Okay, there are enormous thanks and infinite cyber hugs due to my friend Bobbi for helping me with Kurt and Carole's discussion. Without her, this chapter would not be finished right now and you would not be getting to read it and my tumblr followers would still be getting pissed off with my whining.
And now you have all finished appropriately hailing her as a genius, proceed with the chapter.
Part Four
"Rachel's postponed our flight home," Kurt said softly as Finn drove them back to their family home. "She's decided she missed her dads a lot and wants to spend some time with them."

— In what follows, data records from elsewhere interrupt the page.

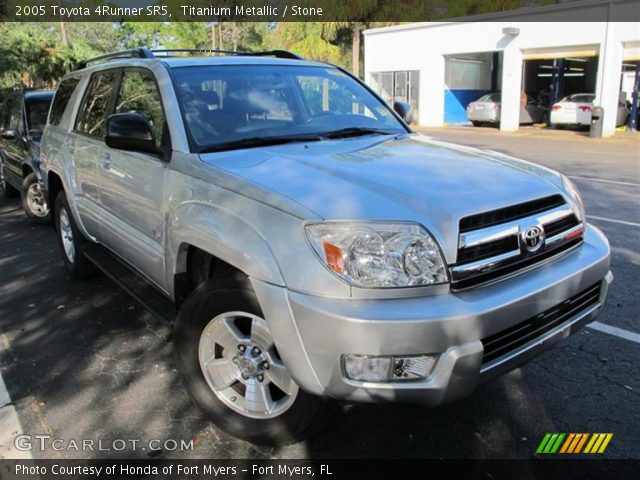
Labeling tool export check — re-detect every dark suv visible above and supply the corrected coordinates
[0,90,55,222]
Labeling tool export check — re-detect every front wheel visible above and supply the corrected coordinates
[174,284,326,445]
[20,173,50,223]
[0,155,19,198]
[55,192,98,279]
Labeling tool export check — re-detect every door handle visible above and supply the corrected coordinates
[100,153,111,170]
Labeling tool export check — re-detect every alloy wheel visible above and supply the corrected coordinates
[198,312,298,419]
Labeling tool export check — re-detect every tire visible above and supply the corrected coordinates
[54,191,99,280]
[20,173,51,223]
[0,155,20,198]
[174,282,329,445]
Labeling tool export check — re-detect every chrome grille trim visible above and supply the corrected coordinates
[449,195,584,290]
[458,205,574,250]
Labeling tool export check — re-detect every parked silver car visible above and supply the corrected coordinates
[467,92,547,127]
[550,93,631,128]
[42,49,612,443]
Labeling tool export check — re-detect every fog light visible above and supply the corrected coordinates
[391,355,436,380]
[344,355,393,382]
[342,355,438,382]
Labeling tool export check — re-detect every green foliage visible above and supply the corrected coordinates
[0,0,559,89]
[0,23,118,89]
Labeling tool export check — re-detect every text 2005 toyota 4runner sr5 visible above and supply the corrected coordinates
[42,49,612,442]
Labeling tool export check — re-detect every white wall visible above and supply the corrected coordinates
[364,21,640,135]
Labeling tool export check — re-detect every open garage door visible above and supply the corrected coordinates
[620,42,640,130]
[523,56,598,114]
[444,52,502,125]
[523,45,598,116]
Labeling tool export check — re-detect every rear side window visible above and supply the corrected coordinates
[76,71,116,139]
[49,78,80,125]
[115,70,165,147]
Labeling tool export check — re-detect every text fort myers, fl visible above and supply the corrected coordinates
[15,463,331,477]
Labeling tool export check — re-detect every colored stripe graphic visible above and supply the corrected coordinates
[536,433,613,454]
[536,433,551,454]
[573,433,589,453]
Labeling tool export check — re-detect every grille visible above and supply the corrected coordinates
[458,235,518,263]
[482,282,600,364]
[451,195,583,290]
[460,195,565,233]
[544,215,579,238]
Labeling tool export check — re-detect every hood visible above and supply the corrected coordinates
[202,134,561,258]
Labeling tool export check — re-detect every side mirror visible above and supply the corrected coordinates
[104,112,158,153]
[2,128,18,140]
[393,101,412,123]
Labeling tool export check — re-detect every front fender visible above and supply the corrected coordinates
[167,200,285,285]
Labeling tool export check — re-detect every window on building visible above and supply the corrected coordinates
[49,78,80,125]
[371,70,420,122]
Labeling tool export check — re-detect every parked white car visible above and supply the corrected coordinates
[551,93,630,128]
[467,92,547,127]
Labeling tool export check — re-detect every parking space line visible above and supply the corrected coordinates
[587,215,640,227]
[587,322,640,343]
[0,375,33,460]
[569,175,640,187]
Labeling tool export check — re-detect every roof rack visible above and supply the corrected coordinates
[151,48,304,60]
[77,47,304,69]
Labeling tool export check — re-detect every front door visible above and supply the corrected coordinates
[99,65,169,287]
[70,70,120,236]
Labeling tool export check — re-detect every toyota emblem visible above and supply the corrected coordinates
[522,225,544,253]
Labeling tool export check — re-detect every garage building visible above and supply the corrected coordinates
[364,0,640,136]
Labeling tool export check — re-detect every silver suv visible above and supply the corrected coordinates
[42,49,612,443]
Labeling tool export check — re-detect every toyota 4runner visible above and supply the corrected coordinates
[42,49,612,443]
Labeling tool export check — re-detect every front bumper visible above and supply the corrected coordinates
[467,109,500,123]
[253,225,613,405]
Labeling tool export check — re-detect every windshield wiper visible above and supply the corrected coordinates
[322,127,399,138]
[198,135,324,153]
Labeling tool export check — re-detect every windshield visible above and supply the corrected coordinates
[476,93,500,102]
[173,65,407,151]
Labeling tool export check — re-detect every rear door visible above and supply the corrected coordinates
[99,68,170,285]
[2,95,28,189]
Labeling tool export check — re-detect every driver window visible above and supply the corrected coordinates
[115,70,166,147]
[7,98,24,133]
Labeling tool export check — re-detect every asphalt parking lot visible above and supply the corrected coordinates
[0,128,640,459]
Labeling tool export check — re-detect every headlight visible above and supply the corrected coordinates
[562,175,586,222]
[305,222,448,288]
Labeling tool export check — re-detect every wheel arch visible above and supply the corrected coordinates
[167,203,285,302]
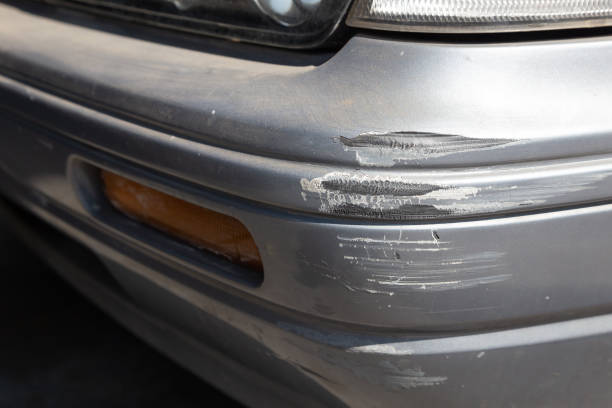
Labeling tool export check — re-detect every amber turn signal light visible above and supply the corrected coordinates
[101,170,263,271]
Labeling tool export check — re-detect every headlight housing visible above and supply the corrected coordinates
[347,0,612,33]
[42,0,350,48]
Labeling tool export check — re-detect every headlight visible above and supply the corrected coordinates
[347,0,612,33]
[42,0,350,48]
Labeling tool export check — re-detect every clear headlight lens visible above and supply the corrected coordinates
[347,0,612,33]
[41,0,350,48]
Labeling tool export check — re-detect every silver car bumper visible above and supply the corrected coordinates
[0,0,612,406]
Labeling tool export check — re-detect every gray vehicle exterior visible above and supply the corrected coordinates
[0,3,612,407]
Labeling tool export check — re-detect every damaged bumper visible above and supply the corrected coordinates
[0,0,612,406]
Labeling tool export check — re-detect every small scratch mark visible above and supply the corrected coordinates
[339,131,518,167]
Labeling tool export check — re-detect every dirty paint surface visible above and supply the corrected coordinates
[339,131,517,167]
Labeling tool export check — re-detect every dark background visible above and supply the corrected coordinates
[0,225,244,408]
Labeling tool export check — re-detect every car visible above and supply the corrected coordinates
[0,0,612,407]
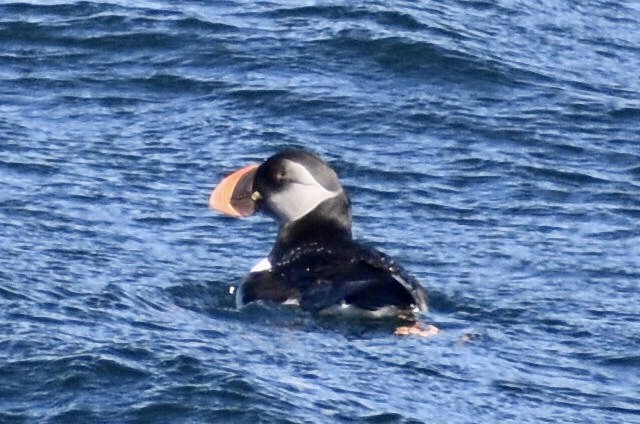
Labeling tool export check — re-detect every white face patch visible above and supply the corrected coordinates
[269,159,341,222]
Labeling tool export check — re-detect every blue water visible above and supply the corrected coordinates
[0,0,640,423]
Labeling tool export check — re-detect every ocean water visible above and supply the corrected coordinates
[0,0,640,423]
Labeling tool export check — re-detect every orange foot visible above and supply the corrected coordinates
[393,322,440,337]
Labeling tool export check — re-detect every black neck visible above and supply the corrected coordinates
[269,196,352,263]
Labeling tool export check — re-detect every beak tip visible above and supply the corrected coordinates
[209,165,258,218]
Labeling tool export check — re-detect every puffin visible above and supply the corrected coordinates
[209,149,437,336]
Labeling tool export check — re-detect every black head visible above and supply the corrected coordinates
[209,150,351,231]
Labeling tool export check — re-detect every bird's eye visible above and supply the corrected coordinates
[276,169,287,182]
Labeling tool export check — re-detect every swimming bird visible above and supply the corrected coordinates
[209,149,436,334]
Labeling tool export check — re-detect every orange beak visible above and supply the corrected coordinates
[209,165,260,218]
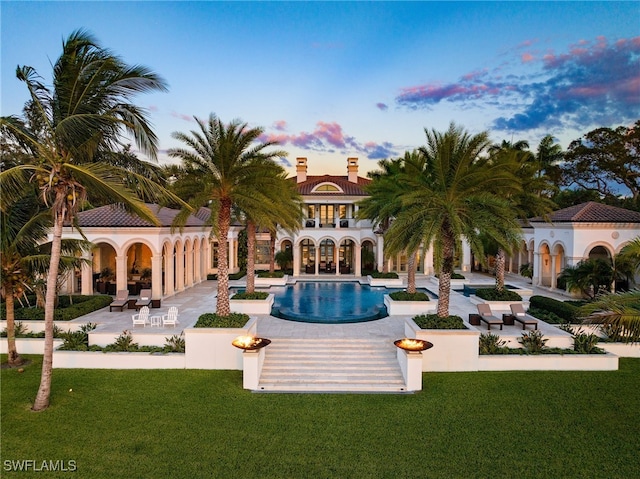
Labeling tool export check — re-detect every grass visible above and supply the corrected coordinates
[0,356,640,479]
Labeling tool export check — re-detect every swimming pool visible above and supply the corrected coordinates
[269,281,433,324]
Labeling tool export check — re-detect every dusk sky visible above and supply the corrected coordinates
[0,1,640,176]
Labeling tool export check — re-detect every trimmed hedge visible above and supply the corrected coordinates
[0,294,113,321]
[389,291,429,301]
[258,271,284,278]
[231,291,269,299]
[194,313,249,328]
[413,314,467,329]
[371,271,399,279]
[529,295,578,323]
[476,288,522,301]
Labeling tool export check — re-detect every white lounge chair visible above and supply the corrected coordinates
[162,306,180,328]
[131,306,149,327]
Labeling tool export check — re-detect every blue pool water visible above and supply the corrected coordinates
[269,281,432,324]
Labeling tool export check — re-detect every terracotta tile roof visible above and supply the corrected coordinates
[292,175,371,196]
[529,201,640,223]
[78,203,209,228]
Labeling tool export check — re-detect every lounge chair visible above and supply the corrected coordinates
[136,289,151,310]
[131,306,149,327]
[509,303,538,330]
[476,303,504,330]
[162,306,180,328]
[109,289,129,312]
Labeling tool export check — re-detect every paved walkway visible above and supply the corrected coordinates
[73,274,567,339]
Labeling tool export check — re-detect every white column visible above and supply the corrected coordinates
[151,254,162,299]
[116,255,127,292]
[81,252,93,295]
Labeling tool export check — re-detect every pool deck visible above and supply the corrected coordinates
[73,273,568,339]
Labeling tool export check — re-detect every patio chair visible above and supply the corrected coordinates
[109,289,129,312]
[136,289,151,310]
[509,303,538,330]
[131,306,149,327]
[162,306,180,328]
[476,303,504,330]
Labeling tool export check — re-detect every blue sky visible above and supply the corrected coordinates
[0,1,640,175]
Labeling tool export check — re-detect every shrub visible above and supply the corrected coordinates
[413,314,467,329]
[371,271,398,279]
[231,291,269,299]
[518,330,549,354]
[479,333,509,354]
[529,295,578,323]
[164,331,186,353]
[389,291,429,301]
[194,313,249,328]
[476,288,522,301]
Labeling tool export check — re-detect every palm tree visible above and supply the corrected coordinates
[0,30,179,411]
[385,123,519,317]
[579,289,640,342]
[169,114,286,316]
[244,169,303,293]
[356,158,404,273]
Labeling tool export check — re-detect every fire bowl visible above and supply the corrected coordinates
[393,338,433,351]
[231,336,271,351]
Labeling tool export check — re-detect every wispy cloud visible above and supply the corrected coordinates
[396,36,640,131]
[259,121,398,159]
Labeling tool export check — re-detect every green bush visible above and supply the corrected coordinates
[371,271,398,279]
[479,333,509,354]
[476,288,522,301]
[389,291,429,301]
[258,271,284,278]
[413,314,467,329]
[194,313,249,328]
[529,295,578,323]
[231,291,269,299]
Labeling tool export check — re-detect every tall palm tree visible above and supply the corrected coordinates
[169,114,286,316]
[385,123,519,317]
[0,30,179,411]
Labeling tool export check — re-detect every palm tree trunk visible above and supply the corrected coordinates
[407,251,418,294]
[216,198,231,316]
[33,206,66,411]
[246,220,256,293]
[269,231,276,273]
[496,248,506,291]
[5,285,23,367]
[437,228,455,318]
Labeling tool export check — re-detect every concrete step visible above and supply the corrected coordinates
[257,339,406,393]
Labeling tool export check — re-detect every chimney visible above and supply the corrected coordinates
[347,158,358,183]
[296,158,307,183]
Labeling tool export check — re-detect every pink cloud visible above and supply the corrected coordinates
[520,53,533,63]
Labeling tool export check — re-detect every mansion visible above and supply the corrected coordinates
[63,158,640,301]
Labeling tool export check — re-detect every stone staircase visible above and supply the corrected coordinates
[255,339,407,393]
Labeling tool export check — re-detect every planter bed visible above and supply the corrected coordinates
[184,318,258,371]
[367,275,403,288]
[384,294,437,316]
[229,292,279,314]
[404,319,480,372]
[478,353,618,371]
[53,350,186,369]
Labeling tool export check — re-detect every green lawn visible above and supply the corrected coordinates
[0,356,640,479]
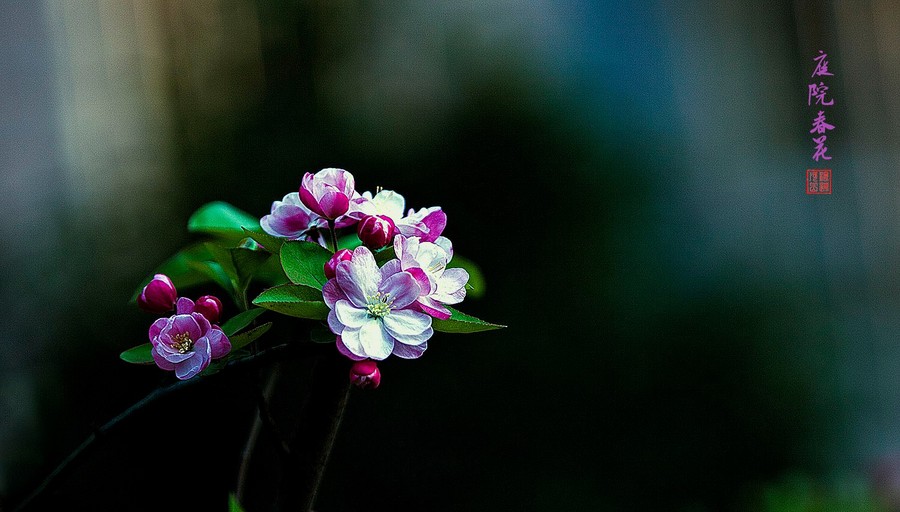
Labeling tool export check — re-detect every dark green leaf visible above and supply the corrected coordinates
[253,284,329,320]
[190,261,234,297]
[222,308,266,336]
[447,254,485,299]
[188,201,259,239]
[131,243,212,302]
[228,322,272,352]
[431,307,506,334]
[373,244,397,267]
[338,234,362,251]
[281,240,331,290]
[244,228,287,254]
[119,343,153,364]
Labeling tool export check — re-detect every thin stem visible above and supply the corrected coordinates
[328,220,337,252]
[278,352,350,512]
[235,365,279,503]
[12,343,321,512]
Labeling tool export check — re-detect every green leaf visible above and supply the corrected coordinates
[373,244,397,267]
[336,234,362,251]
[243,228,287,254]
[431,307,506,334]
[119,343,153,364]
[188,261,235,297]
[447,254,485,299]
[228,322,272,352]
[222,308,266,336]
[281,240,331,290]
[188,201,259,238]
[131,243,212,302]
[228,494,244,512]
[253,284,329,320]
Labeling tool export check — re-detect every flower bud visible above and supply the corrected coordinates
[194,295,222,324]
[356,215,396,251]
[325,249,353,279]
[138,274,178,313]
[350,359,381,389]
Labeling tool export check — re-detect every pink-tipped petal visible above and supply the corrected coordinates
[322,279,347,309]
[206,327,231,359]
[393,342,428,359]
[382,309,431,345]
[150,347,175,371]
[337,329,366,359]
[379,272,421,309]
[175,297,194,315]
[356,319,394,361]
[148,318,169,344]
[334,300,369,329]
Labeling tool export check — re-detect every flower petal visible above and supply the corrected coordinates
[328,309,344,336]
[166,315,203,341]
[381,258,403,281]
[431,268,469,304]
[206,327,231,359]
[378,272,421,309]
[335,246,381,307]
[175,297,194,315]
[338,329,366,359]
[382,309,431,338]
[175,352,209,380]
[393,342,428,359]
[322,279,347,309]
[150,347,175,371]
[358,318,394,361]
[334,300,369,329]
[149,318,169,345]
[319,185,350,219]
[335,336,366,361]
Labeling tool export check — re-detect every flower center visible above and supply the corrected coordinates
[366,292,394,318]
[172,332,194,354]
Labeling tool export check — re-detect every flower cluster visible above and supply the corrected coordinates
[260,169,469,366]
[138,274,231,380]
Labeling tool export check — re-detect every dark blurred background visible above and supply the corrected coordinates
[0,0,900,512]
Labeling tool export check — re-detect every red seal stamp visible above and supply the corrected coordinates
[806,169,831,194]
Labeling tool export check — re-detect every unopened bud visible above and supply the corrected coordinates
[194,295,222,324]
[356,215,396,251]
[350,359,381,389]
[138,274,178,313]
[325,249,353,279]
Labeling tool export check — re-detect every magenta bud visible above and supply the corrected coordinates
[138,274,178,313]
[356,215,397,251]
[350,359,381,389]
[194,295,222,324]
[325,249,353,279]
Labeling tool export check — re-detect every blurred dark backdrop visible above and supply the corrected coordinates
[0,0,900,512]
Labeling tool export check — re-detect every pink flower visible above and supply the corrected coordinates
[138,274,178,313]
[356,215,396,251]
[259,192,328,245]
[384,235,469,320]
[149,298,231,380]
[323,249,353,279]
[350,359,381,389]
[194,295,222,324]
[322,247,434,361]
[348,190,447,242]
[300,169,359,220]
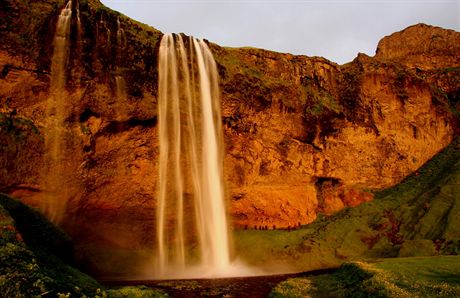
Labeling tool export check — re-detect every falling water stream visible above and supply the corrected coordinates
[157,34,237,278]
[42,0,72,223]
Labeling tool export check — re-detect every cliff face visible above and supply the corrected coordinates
[0,0,460,273]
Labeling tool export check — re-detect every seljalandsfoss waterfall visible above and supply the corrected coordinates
[157,34,237,277]
[41,0,74,223]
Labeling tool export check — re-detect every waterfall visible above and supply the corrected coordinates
[42,0,72,223]
[115,18,127,104]
[157,34,230,278]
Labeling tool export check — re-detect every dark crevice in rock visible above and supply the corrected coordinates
[96,117,157,136]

"Well, that's good for you, isn't it?" Finn asked, a crinkle appearing in his forehead as he looked over at Kurt in confusion. "I mean, you could go looking for this Blain guy again. We won't be back here again until November for Mr. Schue's wedding and you wouldn't be able to find him in New York."
"Finn, we are not having a discussion about this," Kurt insisted, turning his head away from his stepbrother and gazing out at grey streets and a greyer sky. "I don't care how much you want to lecture me, I am not discussing that part of my life with my stepbrother."
"I don't want to lecture you, come on, I'm not Rachel!" Finn exclaimed, shooting an affronted look at him. "I just seriously want to know why you did it. And don't tell me you just wanted to be loved, I'm only buying that when I'm so drunk I pass out thirty seconds later on Puck's feet."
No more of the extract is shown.